A question will be asked and answers will be given by both Ash and Jenn. We hope you enjoy getting to know us outside of the bookshelves.
BEA: So it is upon us and today we are flying out. Yup we left at 6am for the airport. Plane leaves at 8:35 am and we expect to arrive in Chicago at 11:33am. I am so super excited but so so so nervous and overwhelmed.
This will not be my first time in Chicago although I have not been for 10 years and at that time we never left the Amtrak station. Times before that, I was kid and never did my own navigation. So yes its a bit terrifying. I hope not to get lost or mugged or well whatever else can happen. I hope to only do hotel, resturatant, and BEA. So that is my plan. Yes I am a anxious person.
Another thing. I have been married for 16 years and together with my hubby for 18 years. I have never been this long without him. He is my rock and he has a very calm and sure nature. SO opposite of me. I don't know what to do without him there with me. This will be hard.
Oh and not to mention my grandson. I will miss that little guy too. I am so used to seeing him everynight before bed. SO this may be a bit hard to do too..
I really don't know what to expect and I am a bit of a controlling person. So this is hard. Do I have enough money packed away. Will I know where to go and how to get there... how much time it takes to get there. I don't always do well in crowds so I hope I do not panic. I hope I brought the right clothes, will they be comfy... did I make the right choice in shoes. So yes worry wart and control freak.
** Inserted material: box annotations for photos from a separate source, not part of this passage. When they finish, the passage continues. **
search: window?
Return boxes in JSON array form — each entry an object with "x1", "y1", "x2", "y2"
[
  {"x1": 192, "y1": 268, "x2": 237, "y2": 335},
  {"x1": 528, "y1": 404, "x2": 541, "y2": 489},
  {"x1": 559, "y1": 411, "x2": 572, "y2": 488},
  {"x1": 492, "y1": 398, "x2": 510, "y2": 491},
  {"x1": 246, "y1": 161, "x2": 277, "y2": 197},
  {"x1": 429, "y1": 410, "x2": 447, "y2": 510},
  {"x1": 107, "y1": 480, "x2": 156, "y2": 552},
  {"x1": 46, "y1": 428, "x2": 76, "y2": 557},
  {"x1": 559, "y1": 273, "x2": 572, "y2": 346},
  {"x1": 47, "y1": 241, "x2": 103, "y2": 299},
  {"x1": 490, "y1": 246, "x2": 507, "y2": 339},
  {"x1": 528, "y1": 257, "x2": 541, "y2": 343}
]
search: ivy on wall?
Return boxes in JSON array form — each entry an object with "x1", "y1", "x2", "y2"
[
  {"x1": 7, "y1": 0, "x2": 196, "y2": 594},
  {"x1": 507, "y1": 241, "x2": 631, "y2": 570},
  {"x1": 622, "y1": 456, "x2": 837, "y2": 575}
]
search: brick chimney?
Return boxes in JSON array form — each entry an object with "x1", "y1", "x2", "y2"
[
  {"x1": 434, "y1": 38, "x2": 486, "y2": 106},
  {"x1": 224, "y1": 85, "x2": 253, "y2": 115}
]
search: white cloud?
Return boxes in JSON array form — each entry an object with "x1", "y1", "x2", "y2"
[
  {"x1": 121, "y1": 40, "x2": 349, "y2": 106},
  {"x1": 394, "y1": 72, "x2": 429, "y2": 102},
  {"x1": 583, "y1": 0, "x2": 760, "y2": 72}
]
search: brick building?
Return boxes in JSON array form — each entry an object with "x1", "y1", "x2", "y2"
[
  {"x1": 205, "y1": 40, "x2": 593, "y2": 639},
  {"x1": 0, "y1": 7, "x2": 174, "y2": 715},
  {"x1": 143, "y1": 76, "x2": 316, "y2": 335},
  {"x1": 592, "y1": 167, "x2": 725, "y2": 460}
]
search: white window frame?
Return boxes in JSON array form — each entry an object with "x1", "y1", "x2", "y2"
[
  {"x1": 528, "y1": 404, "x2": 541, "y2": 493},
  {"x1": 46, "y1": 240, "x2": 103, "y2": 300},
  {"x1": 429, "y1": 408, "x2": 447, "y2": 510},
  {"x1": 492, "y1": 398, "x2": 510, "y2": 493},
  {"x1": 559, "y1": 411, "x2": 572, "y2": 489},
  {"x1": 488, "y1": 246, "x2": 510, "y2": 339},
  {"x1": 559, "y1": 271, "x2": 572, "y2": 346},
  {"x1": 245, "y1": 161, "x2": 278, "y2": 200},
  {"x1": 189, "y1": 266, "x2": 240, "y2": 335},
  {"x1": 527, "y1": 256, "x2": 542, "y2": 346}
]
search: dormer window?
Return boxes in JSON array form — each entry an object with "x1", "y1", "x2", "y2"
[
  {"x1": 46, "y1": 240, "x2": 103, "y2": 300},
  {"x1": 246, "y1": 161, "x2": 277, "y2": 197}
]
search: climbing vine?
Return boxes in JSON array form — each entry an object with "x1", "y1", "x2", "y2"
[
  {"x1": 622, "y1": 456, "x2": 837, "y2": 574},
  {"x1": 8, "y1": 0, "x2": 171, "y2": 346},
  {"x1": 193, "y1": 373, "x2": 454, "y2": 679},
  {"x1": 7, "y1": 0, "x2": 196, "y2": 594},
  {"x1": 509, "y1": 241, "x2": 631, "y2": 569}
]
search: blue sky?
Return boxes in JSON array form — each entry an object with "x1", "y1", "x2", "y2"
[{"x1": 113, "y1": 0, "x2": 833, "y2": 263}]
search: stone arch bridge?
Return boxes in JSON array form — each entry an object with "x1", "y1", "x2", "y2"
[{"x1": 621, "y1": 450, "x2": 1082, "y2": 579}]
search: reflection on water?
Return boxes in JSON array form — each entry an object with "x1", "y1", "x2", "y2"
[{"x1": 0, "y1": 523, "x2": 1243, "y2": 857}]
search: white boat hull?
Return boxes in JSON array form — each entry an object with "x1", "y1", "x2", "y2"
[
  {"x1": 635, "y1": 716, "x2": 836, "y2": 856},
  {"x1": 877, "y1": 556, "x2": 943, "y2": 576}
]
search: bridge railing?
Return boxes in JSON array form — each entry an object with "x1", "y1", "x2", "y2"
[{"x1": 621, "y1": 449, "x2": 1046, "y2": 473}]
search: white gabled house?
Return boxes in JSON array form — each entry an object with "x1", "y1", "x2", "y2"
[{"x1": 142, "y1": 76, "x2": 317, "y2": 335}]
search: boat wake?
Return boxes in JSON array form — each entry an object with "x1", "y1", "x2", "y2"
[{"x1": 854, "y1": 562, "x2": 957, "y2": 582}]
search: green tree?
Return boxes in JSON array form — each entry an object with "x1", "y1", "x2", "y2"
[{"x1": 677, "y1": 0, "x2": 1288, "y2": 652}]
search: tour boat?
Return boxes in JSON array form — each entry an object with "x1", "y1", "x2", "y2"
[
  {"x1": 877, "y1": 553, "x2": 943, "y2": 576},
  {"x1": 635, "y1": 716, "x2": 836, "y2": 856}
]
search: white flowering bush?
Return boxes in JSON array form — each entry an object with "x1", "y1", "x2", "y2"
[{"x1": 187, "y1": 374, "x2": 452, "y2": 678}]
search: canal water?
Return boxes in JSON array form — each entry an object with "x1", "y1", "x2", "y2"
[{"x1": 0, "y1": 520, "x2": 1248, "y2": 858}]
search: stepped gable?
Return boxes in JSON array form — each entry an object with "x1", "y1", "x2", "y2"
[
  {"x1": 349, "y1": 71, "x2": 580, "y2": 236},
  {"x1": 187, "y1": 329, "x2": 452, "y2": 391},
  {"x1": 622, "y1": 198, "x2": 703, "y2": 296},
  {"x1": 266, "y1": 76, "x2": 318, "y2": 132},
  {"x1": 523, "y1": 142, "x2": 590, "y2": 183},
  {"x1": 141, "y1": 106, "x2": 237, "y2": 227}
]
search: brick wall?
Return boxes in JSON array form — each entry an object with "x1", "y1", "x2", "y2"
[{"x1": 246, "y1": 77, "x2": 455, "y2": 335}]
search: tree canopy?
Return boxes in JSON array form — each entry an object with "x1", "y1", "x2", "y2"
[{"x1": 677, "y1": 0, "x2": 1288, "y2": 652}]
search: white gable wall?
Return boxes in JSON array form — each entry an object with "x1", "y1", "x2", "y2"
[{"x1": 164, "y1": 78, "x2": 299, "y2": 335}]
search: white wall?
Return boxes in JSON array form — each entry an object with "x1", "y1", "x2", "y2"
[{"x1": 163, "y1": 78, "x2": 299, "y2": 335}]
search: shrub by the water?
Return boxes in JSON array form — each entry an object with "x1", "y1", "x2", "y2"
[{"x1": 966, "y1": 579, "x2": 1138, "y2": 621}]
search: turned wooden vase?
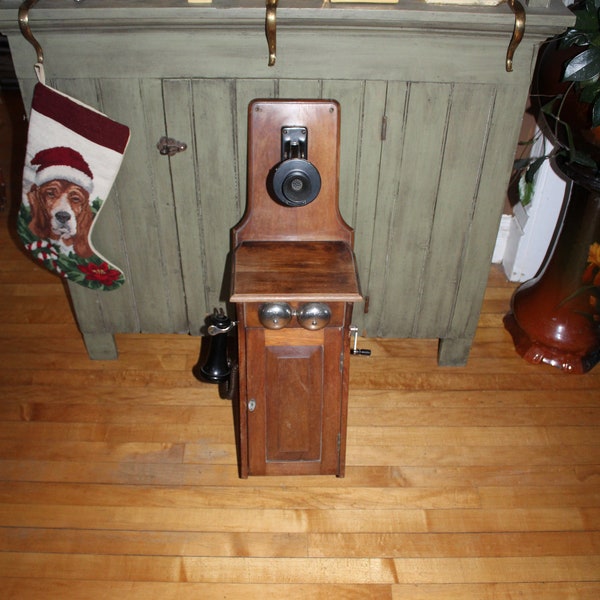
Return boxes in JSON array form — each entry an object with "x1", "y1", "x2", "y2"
[{"x1": 504, "y1": 165, "x2": 600, "y2": 373}]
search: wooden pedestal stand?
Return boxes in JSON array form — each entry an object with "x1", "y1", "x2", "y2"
[
  {"x1": 231, "y1": 100, "x2": 362, "y2": 477},
  {"x1": 504, "y1": 162, "x2": 600, "y2": 373}
]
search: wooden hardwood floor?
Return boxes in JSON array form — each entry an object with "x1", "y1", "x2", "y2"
[{"x1": 0, "y1": 90, "x2": 600, "y2": 600}]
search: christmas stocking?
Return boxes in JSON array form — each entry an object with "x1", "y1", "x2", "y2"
[{"x1": 18, "y1": 65, "x2": 129, "y2": 290}]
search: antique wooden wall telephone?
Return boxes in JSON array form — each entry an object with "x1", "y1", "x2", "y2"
[{"x1": 200, "y1": 100, "x2": 362, "y2": 477}]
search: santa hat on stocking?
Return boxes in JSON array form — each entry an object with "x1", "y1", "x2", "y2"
[{"x1": 31, "y1": 146, "x2": 94, "y2": 194}]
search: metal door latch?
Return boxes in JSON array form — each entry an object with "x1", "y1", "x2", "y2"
[
  {"x1": 350, "y1": 325, "x2": 371, "y2": 356},
  {"x1": 156, "y1": 135, "x2": 187, "y2": 156}
]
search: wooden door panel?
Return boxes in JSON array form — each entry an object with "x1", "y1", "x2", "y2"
[
  {"x1": 245, "y1": 327, "x2": 343, "y2": 475},
  {"x1": 265, "y1": 346, "x2": 323, "y2": 462}
]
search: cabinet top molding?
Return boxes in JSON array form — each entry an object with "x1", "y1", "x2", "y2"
[{"x1": 0, "y1": 0, "x2": 574, "y2": 37}]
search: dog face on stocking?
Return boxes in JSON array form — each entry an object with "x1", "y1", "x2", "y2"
[
  {"x1": 27, "y1": 179, "x2": 94, "y2": 258},
  {"x1": 27, "y1": 146, "x2": 94, "y2": 258}
]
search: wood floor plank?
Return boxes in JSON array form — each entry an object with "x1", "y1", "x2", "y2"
[{"x1": 4, "y1": 578, "x2": 392, "y2": 600}]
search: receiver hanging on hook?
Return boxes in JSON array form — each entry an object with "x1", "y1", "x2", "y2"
[{"x1": 265, "y1": 0, "x2": 279, "y2": 67}]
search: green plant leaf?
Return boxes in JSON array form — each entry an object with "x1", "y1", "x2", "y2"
[
  {"x1": 592, "y1": 98, "x2": 600, "y2": 127},
  {"x1": 563, "y1": 46, "x2": 600, "y2": 81},
  {"x1": 579, "y1": 79, "x2": 600, "y2": 104},
  {"x1": 525, "y1": 156, "x2": 548, "y2": 183},
  {"x1": 519, "y1": 176, "x2": 534, "y2": 206}
]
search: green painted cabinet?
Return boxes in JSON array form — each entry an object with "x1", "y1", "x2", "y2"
[{"x1": 0, "y1": 0, "x2": 572, "y2": 365}]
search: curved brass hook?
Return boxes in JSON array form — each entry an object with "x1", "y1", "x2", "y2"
[
  {"x1": 265, "y1": 0, "x2": 279, "y2": 67},
  {"x1": 19, "y1": 0, "x2": 44, "y2": 64},
  {"x1": 506, "y1": 0, "x2": 526, "y2": 73}
]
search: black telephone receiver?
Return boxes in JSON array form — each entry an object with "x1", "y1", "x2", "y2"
[{"x1": 267, "y1": 126, "x2": 321, "y2": 207}]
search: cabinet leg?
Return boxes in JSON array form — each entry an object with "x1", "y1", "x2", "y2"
[
  {"x1": 83, "y1": 333, "x2": 119, "y2": 360},
  {"x1": 438, "y1": 337, "x2": 473, "y2": 367}
]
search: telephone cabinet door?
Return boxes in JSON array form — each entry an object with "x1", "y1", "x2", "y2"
[{"x1": 246, "y1": 327, "x2": 343, "y2": 475}]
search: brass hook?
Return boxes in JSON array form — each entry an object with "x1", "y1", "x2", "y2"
[
  {"x1": 506, "y1": 0, "x2": 525, "y2": 73},
  {"x1": 19, "y1": 0, "x2": 44, "y2": 64},
  {"x1": 265, "y1": 0, "x2": 279, "y2": 67}
]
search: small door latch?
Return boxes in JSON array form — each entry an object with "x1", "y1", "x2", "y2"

So you ask why am I going.... I am so super excited. I get to meet bloggers, publishers, and authors. I get a week off of work. I get to discover new things and new books. I get to spend time with my daughter. I get to fan girl. All this sounds so worth it. So I am so so so ready to go no matter how anxious and nervous I am.
Also my house was getting pretty clean. I clean, organize, basically nest when I am stressed and anxious. So yay for that for me.... not so much for the rest of my family.
I'm doing this on my kindle at the airport, so it probably won't be a very long post. But here we are. At the airport. I'm not nervous and excited. Excited for books, authors, and to be going to Chicago. I'm also nervous. Going on a plane for the first time, going to Chicago for the first time, and the hardest one,being away from Finn for more than a day for the first time. Yes I've cried. A lot. I'm just trying to focus on the books and authors and that's it. If I think about more,I will hyperventilate. So. Happy, excited, nervous, and very anxious.